Oldest Gravestone

I may have found one of the country’s oldest gravestones. Until last week, the oldest one I'd catalogued was from 1590 up in Banff on Scotland’s north-eastern coast. Now it’s true that there are many ancient cairns and grave mounds dotted about, and ancient stone coffins too. Actual grave markers with names and dates don’t really appear until the seventeenth century, of which there are some good examples at Colne and Altham. Last weekend, I found an Elizabethan grave marker in Preston. The stone had been broken up to make a pavement around St John’s Church in the city centre, but thankfully the name and date have been preserved. It simply states:

MARY COWIA

1574

The name may be incomplete; she may be Mary Cowley, Cowlan, Cowan. I’ve looked up the church’s burial registers, but they only go back to 1642. Furthermore, the medieval church in the shadow of which Mary C. was buried was demolished and re-built in 1581 (and again under Victoria), so it’s a wonder her tombstone survived at all. Because the surviving piece fitted neatly into a gap next to a metal drain cover, it was deemed prudent to retain. Of course, it might be a forgery, but the lettering is correct and the numeral 5 is how an Elizabethan mason would have carved the figure. We might also query what motive one might have for creating a fake- it’s hardly a tourist attraction or money-spinner.

 

This is the oldest named gravestone I’ve ever seen, though of its namesake I can find out nothing. She may have been an infant, or an old lady, unhappy and fazed by the difficult times in which she lived. Will she have heard the gospel from that Preston pulpit, or was she trusting in the old ceremonies and masses to save her soul?
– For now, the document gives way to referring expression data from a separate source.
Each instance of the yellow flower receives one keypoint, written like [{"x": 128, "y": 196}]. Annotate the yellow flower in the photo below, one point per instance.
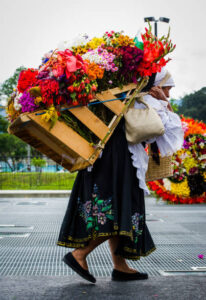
[
  {"x": 94, "y": 43},
  {"x": 189, "y": 162},
  {"x": 124, "y": 40},
  {"x": 180, "y": 189},
  {"x": 37, "y": 100},
  {"x": 50, "y": 115}
]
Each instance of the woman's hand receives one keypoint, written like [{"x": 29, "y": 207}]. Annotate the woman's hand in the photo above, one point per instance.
[{"x": 158, "y": 93}]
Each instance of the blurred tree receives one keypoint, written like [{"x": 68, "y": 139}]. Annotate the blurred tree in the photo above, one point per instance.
[
  {"x": 12, "y": 150},
  {"x": 174, "y": 105},
  {"x": 39, "y": 163},
  {"x": 7, "y": 88},
  {"x": 194, "y": 105}
]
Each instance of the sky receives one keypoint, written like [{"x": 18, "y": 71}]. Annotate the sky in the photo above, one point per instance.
[{"x": 30, "y": 28}]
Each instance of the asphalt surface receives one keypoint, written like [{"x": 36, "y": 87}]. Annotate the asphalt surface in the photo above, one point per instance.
[{"x": 31, "y": 264}]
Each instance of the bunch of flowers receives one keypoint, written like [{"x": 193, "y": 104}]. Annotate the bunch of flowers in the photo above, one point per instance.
[
  {"x": 187, "y": 185},
  {"x": 71, "y": 74},
  {"x": 154, "y": 52}
]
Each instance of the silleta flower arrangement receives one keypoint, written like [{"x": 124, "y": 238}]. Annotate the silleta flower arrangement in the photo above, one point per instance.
[
  {"x": 188, "y": 183},
  {"x": 73, "y": 73}
]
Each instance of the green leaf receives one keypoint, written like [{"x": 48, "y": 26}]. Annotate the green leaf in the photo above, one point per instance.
[
  {"x": 111, "y": 217},
  {"x": 89, "y": 225},
  {"x": 73, "y": 95},
  {"x": 100, "y": 201},
  {"x": 106, "y": 208}
]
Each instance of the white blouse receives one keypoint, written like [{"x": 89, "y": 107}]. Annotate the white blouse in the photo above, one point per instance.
[{"x": 168, "y": 143}]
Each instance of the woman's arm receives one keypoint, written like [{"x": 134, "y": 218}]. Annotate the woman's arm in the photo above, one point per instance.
[{"x": 158, "y": 93}]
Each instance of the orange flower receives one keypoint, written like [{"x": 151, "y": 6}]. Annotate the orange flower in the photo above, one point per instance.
[
  {"x": 95, "y": 71},
  {"x": 194, "y": 126}
]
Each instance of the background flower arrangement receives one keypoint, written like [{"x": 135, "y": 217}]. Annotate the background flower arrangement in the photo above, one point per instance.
[
  {"x": 73, "y": 73},
  {"x": 188, "y": 183}
]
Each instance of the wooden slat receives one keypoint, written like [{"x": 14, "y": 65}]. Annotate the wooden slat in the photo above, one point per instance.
[
  {"x": 90, "y": 120},
  {"x": 115, "y": 106},
  {"x": 66, "y": 135},
  {"x": 125, "y": 88}
]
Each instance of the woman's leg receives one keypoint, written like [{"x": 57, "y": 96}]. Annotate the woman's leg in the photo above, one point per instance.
[
  {"x": 119, "y": 262},
  {"x": 80, "y": 254}
]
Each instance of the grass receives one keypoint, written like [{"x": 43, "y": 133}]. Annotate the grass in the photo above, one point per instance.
[{"x": 37, "y": 181}]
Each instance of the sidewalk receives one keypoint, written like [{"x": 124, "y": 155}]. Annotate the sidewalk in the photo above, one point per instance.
[
  {"x": 31, "y": 266},
  {"x": 71, "y": 287}
]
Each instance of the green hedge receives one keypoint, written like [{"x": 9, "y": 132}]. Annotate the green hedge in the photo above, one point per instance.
[{"x": 37, "y": 181}]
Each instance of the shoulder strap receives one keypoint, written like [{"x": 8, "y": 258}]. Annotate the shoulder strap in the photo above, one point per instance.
[{"x": 164, "y": 80}]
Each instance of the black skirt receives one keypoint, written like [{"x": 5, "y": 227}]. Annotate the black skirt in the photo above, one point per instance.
[{"x": 108, "y": 201}]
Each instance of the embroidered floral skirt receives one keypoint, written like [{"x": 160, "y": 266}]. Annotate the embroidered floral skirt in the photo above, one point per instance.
[{"x": 107, "y": 201}]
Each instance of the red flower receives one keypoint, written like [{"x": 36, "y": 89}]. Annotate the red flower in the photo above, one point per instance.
[
  {"x": 49, "y": 89},
  {"x": 27, "y": 78}
]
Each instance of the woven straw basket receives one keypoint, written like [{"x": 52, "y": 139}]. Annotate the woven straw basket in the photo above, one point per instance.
[{"x": 155, "y": 171}]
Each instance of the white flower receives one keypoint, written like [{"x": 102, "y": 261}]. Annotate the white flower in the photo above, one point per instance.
[
  {"x": 3, "y": 100},
  {"x": 63, "y": 45},
  {"x": 17, "y": 105}
]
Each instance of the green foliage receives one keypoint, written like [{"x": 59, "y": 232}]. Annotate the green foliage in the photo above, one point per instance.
[
  {"x": 38, "y": 162},
  {"x": 9, "y": 84},
  {"x": 12, "y": 150},
  {"x": 29, "y": 180},
  {"x": 3, "y": 124},
  {"x": 194, "y": 105}
]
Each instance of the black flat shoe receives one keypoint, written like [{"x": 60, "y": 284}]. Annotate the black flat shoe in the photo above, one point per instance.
[
  {"x": 122, "y": 276},
  {"x": 74, "y": 265}
]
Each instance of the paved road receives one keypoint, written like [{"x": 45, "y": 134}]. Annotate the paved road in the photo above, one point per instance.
[{"x": 28, "y": 232}]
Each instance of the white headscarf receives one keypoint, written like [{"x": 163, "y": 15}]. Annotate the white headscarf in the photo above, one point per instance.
[{"x": 160, "y": 76}]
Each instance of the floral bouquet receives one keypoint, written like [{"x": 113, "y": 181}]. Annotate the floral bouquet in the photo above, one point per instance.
[
  {"x": 73, "y": 73},
  {"x": 188, "y": 183}
]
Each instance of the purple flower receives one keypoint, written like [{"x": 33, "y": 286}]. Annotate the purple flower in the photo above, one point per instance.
[
  {"x": 43, "y": 75},
  {"x": 88, "y": 206},
  {"x": 27, "y": 102}
]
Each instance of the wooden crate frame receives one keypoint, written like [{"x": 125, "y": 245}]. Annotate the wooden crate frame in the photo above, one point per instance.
[{"x": 61, "y": 143}]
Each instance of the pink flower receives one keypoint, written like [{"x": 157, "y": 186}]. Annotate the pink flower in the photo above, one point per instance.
[{"x": 58, "y": 70}]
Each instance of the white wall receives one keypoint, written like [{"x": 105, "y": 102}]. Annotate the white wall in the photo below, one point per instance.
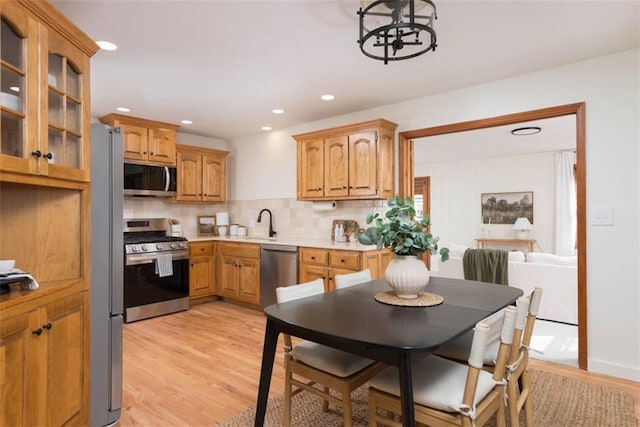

In the following century, Lancashire was considered the most Presbyterian county outside of London, whilst also having one of the largest Roman Catholic ('recusant') populations. She may be unknown to us, but she was known to God, and He had regard for the state of her soul. Through good fortune and her estate’s surplus, she was able to purchase a little square foot of basic 'immortality'. To those who believe in Him, Christ has purchased for them an eternity of immortality, which neither sin nor death may break, wear away or cover up.

Blessed and holy is he who has part in the first resurrection. Over such the second death has no power, but they shall be priests of God and of Christ, and shall reign with Him a thousand years.